A Petrobras trabalhou com um orçamento sigiloso de
contratação de serviços e equipamentos para a Refinaria de Abreu e Lima, em
Pernambuco.
Várias vezes o Tribunal de Contas da União (TCU) pediu as
estimativas de custos, mas só começou a receber a documentação anos depois do
início das obras.
A empresa ocultou, também, os estudos de viabilidade
econômica, técnica e ambiental do empreendimento, cujos gastos foram
multiplicados por nove nos últimos onze anos: o orçamento inicial de US$ 2,3
bilhões passou a US$ 18,5 bilhões e poderá chegar a US$ 20,1 bilhões até a
inauguração, marcada para novembro, conforme projeções da estatal.
O tribunal começou a fazer auditorias rotineiras em Abreu e
Lima em 2008. Quando localizava indícios de erros ou sobrepreços, solicitava à
Petrobras documentação complementar, sobretudo as estimativas de custos
(“referências de precificação”) nas quais ela teria se baseado para realizar as
contrações.
“Sigilo” foi a alegação mais frequente da estatal para não
entregar documentos, principalmente quando o TCU passou a cobrar os estudos de
viabilidade.
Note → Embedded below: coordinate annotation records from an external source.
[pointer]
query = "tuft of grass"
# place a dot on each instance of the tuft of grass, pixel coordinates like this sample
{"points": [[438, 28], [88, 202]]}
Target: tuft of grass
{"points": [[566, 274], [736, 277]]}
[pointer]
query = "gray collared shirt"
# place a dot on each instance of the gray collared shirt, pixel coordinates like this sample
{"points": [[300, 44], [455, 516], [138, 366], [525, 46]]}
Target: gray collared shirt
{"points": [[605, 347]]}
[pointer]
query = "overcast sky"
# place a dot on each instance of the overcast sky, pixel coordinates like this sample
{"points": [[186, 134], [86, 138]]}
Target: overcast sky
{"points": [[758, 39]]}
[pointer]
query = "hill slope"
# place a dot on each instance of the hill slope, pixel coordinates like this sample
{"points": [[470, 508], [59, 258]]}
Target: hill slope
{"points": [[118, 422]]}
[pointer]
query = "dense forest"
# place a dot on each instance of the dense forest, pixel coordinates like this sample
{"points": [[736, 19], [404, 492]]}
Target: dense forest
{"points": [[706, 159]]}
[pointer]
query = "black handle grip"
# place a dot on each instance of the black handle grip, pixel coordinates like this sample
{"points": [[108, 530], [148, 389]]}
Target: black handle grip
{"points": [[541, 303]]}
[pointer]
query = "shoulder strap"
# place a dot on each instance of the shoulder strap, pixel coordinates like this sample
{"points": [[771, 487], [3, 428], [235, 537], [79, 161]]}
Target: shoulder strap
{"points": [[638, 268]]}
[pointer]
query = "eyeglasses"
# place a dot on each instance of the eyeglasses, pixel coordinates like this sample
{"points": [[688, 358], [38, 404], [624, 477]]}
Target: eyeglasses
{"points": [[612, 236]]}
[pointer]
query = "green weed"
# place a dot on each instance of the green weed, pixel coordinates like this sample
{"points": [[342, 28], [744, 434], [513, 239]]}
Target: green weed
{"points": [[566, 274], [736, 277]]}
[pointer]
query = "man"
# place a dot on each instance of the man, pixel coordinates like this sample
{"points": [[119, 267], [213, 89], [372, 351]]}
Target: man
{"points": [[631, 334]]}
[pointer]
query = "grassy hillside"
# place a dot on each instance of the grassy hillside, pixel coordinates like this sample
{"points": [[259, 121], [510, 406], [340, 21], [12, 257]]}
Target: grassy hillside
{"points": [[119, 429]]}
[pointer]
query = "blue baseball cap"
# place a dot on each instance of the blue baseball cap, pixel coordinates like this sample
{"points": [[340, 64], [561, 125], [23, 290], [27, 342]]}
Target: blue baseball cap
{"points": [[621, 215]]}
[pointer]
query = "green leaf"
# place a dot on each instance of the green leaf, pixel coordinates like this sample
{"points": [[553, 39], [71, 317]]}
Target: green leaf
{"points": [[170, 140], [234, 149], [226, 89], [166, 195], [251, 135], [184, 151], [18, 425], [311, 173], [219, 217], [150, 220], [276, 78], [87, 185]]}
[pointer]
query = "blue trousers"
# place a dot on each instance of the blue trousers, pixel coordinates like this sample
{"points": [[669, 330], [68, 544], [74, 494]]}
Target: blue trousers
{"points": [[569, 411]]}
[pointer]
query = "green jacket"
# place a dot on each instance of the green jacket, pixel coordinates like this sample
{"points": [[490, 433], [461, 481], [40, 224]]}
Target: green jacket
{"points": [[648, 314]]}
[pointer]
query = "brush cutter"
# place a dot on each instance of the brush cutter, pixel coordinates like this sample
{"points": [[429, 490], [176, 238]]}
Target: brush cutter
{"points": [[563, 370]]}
Eles contêm os cálculos de custos e projeções de receita do
empreendimento. No caso de Abreu e Lima, isso inclui previsões de despesas com
a construção e montagem dos dutos que ligam a refinaria ao Porto de Suape, por
onde vai escoar a produção de derivados do petróleo.
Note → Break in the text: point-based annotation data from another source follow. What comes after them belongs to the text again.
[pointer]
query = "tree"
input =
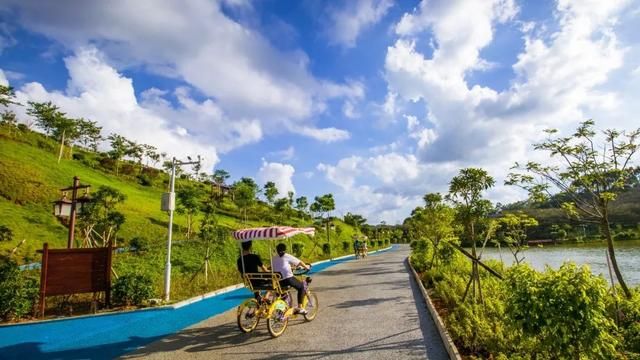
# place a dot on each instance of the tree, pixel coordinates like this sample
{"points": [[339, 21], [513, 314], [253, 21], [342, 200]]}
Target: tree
{"points": [[591, 176], [118, 148], [244, 196], [7, 96], [290, 198], [189, 204], [324, 204], [270, 191], [220, 176], [89, 133], [302, 204], [436, 223], [54, 123], [99, 220], [135, 151], [465, 191], [513, 232], [5, 233]]}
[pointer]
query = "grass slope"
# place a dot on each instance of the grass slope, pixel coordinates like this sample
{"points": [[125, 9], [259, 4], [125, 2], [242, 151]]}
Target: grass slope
{"points": [[30, 179]]}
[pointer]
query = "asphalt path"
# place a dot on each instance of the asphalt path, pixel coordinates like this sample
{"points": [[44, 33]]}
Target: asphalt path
{"points": [[369, 309]]}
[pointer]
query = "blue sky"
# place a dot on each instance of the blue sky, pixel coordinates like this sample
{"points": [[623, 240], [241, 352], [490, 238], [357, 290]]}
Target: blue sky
{"points": [[375, 101]]}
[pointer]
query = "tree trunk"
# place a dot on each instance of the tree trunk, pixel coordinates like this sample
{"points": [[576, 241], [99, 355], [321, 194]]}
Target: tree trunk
{"points": [[188, 226], [61, 147], [607, 233]]}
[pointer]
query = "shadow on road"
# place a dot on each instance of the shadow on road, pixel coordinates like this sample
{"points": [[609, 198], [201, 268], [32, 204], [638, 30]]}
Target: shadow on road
{"points": [[371, 347], [206, 339]]}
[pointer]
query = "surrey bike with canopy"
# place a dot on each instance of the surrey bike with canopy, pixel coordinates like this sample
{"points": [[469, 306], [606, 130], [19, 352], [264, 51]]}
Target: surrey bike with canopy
{"points": [[275, 302]]}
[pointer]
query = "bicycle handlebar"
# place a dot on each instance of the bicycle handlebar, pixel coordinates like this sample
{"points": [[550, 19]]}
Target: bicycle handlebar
{"points": [[301, 271]]}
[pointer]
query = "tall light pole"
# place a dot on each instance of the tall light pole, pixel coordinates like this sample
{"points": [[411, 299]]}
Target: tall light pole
{"points": [[169, 204]]}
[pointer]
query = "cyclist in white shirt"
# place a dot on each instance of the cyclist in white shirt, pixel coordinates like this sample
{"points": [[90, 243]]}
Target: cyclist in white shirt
{"points": [[282, 263]]}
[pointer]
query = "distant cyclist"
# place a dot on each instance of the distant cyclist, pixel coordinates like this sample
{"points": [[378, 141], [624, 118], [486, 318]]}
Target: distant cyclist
{"points": [[282, 263]]}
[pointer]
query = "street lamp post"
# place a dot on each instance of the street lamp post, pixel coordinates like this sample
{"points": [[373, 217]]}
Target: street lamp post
{"points": [[169, 204]]}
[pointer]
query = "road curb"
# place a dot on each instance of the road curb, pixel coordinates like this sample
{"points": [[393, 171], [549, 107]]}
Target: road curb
{"points": [[452, 350]]}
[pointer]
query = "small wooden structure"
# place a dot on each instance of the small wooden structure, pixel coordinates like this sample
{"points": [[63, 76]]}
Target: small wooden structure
{"points": [[75, 271]]}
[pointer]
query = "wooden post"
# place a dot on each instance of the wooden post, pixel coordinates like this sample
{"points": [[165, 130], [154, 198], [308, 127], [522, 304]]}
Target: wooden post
{"points": [[107, 293], [43, 277], [72, 217]]}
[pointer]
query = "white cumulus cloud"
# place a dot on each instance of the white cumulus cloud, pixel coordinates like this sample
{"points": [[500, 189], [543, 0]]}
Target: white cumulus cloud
{"points": [[280, 174]]}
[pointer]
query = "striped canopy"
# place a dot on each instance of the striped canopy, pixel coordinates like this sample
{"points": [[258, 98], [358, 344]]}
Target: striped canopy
{"points": [[273, 232]]}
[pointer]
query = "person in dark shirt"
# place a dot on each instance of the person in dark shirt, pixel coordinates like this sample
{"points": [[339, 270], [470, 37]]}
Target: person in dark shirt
{"points": [[252, 262]]}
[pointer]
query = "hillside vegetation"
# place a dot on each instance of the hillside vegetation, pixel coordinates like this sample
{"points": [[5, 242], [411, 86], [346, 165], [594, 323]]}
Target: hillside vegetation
{"points": [[30, 179]]}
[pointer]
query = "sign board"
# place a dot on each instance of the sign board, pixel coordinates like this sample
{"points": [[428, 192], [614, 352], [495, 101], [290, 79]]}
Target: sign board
{"points": [[168, 202], [75, 271]]}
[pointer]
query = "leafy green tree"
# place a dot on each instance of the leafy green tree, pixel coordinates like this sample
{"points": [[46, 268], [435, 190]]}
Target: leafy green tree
{"points": [[244, 196], [18, 293], [7, 96], [465, 191], [99, 220], [5, 233], [290, 195], [324, 204], [282, 207], [355, 220], [54, 123], [435, 222], [135, 151], [189, 204], [591, 177], [270, 191], [119, 149], [301, 204], [513, 232], [89, 133], [151, 152], [220, 176]]}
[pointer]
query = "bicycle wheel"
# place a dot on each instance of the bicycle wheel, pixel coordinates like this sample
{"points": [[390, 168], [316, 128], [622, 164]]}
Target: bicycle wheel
{"points": [[312, 306], [248, 316], [277, 321]]}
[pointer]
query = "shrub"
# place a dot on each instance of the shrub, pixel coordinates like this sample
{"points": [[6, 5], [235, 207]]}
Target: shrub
{"points": [[107, 163], [630, 322], [346, 246], [18, 293], [564, 310], [132, 289], [297, 249], [139, 244]]}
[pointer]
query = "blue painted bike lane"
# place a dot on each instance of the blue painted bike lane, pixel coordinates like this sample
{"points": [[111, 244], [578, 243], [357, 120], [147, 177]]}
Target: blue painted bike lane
{"points": [[111, 335]]}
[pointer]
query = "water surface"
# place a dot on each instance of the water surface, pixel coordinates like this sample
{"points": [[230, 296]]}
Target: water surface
{"points": [[592, 254]]}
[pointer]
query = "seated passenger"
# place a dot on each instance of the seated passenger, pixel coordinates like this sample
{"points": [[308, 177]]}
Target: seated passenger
{"points": [[282, 263], [252, 262]]}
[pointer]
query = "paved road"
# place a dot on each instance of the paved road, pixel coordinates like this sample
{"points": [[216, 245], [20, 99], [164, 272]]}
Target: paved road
{"points": [[369, 309]]}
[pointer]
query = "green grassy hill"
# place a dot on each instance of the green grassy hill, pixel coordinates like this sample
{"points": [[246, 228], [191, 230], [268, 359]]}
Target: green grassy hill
{"points": [[30, 179]]}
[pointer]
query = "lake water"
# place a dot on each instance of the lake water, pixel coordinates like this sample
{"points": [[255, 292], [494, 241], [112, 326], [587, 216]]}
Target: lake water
{"points": [[592, 254]]}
PETROBRAS ALEGA ‘DIVERGÊNCIAS’
A Petrobras evitou repassar até análises de impacto
ambiental da refinaria, localizada a 35 quilômetros de Recife, em área próxima
do litoral e recortada por cinco rios. As negativas não se limitaram à obra em
Pernambuco. Estenderam-se a empreendimentos no Rio de Janeiro (Comperj), no
Ceará e no Maranhão.
Em 2011, houve uma crise nas relações da estatal com seus
fiscais. Auditores entenderam que havia uma deliberada obstrução ao trabalho do
tribunal.
Listaram indícios de sobrepreços, relataram a existência de
“metodologias inadequadas para definição de viabilidade”, alinharam
deficiências no projeto básico e citaram “contratações diretas e antieconômicas”.
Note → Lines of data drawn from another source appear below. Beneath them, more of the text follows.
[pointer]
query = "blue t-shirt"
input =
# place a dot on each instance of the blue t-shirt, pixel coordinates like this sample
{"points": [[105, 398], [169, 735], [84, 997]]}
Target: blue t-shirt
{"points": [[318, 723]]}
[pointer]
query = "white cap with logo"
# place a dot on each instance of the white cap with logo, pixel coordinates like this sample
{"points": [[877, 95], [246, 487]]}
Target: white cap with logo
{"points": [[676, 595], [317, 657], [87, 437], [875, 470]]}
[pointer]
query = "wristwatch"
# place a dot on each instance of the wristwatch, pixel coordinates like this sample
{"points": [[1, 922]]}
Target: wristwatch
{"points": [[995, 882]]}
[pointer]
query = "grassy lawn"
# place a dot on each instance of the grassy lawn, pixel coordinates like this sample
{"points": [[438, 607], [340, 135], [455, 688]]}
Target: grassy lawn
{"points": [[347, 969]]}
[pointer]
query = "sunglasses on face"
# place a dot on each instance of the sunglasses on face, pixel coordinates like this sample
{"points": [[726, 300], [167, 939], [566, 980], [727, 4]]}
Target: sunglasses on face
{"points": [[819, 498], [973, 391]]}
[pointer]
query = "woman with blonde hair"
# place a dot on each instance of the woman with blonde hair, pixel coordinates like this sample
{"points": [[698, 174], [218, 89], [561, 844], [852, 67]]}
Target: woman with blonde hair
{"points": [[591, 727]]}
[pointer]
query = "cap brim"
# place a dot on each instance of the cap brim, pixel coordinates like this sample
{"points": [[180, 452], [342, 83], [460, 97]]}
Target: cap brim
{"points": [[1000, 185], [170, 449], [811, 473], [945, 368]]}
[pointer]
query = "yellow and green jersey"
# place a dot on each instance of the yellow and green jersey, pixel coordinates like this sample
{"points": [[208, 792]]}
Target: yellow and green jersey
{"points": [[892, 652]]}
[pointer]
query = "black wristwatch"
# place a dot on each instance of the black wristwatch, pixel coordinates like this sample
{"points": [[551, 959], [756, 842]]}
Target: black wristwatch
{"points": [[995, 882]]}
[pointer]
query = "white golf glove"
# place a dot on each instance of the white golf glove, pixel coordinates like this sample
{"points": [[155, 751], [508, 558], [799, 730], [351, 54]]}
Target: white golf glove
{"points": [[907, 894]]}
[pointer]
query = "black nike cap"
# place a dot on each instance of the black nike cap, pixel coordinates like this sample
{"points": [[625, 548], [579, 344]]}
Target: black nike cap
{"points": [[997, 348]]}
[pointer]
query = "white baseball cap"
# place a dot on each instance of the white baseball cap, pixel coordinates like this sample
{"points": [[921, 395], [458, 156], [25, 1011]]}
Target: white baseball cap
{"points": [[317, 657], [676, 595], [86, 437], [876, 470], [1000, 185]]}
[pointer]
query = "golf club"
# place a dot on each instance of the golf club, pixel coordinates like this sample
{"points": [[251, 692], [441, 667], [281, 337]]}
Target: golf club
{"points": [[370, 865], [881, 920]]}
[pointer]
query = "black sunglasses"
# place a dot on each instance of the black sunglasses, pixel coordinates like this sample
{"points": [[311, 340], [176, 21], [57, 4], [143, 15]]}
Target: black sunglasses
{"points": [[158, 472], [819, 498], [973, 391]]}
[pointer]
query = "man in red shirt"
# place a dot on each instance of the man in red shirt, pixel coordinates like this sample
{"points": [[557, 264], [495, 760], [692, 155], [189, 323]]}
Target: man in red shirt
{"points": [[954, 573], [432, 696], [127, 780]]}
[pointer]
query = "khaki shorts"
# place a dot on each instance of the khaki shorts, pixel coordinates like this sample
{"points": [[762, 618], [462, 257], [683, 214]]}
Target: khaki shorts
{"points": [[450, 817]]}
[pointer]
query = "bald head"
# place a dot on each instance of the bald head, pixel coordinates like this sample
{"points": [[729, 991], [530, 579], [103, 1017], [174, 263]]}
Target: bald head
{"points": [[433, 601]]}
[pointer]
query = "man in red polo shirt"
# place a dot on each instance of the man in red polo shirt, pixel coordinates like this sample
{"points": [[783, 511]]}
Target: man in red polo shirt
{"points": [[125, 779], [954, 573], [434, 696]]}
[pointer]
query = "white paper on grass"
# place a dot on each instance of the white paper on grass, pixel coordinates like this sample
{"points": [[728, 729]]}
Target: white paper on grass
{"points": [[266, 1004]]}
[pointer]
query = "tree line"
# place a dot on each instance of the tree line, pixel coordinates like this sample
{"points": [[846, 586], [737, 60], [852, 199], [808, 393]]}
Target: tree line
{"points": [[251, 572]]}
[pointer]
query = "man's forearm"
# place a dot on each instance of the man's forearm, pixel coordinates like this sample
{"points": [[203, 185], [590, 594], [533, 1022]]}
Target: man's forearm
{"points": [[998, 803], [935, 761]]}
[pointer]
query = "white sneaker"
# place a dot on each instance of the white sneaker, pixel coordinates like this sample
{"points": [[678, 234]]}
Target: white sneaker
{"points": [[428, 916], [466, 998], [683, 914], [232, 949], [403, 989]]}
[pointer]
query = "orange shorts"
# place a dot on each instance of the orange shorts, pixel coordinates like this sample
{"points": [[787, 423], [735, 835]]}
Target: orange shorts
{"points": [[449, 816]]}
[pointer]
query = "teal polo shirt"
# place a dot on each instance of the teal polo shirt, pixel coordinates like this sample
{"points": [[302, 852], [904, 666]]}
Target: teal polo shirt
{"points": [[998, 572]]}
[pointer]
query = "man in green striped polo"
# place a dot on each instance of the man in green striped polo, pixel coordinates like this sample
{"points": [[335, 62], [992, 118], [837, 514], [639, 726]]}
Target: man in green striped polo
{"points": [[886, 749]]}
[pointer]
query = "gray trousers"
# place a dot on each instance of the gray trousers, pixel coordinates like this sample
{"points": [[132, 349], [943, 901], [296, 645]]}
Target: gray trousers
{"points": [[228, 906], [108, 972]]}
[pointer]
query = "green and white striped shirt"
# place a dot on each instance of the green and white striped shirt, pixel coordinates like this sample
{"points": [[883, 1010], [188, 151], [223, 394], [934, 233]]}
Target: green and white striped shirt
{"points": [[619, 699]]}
Sugeriram que o então presidente da Petrobras, José Sérgio Gabrielli, fosse
autuado por “sonegação de documento”.
A situação foi contornada com diplomacia pelo TCU. Gabrielli
aceitou acordo para entrega dos documentos ocultados por anos. Não cumpriu, segundo
o tribunal. Na época, o ministro Ubiratan Aguiar escreveu: “Não há evidência de
que orçamento sigiloso aumenta a competitividade”. Acrescentou: “A opção da
Petrobras em manter o absoluto sigilo de suas estimativas de custo (referências
de precificação), antes do lançamento das licitações e após o seu encerramento,
não tem amparo no ordenamento jurídico vigente.”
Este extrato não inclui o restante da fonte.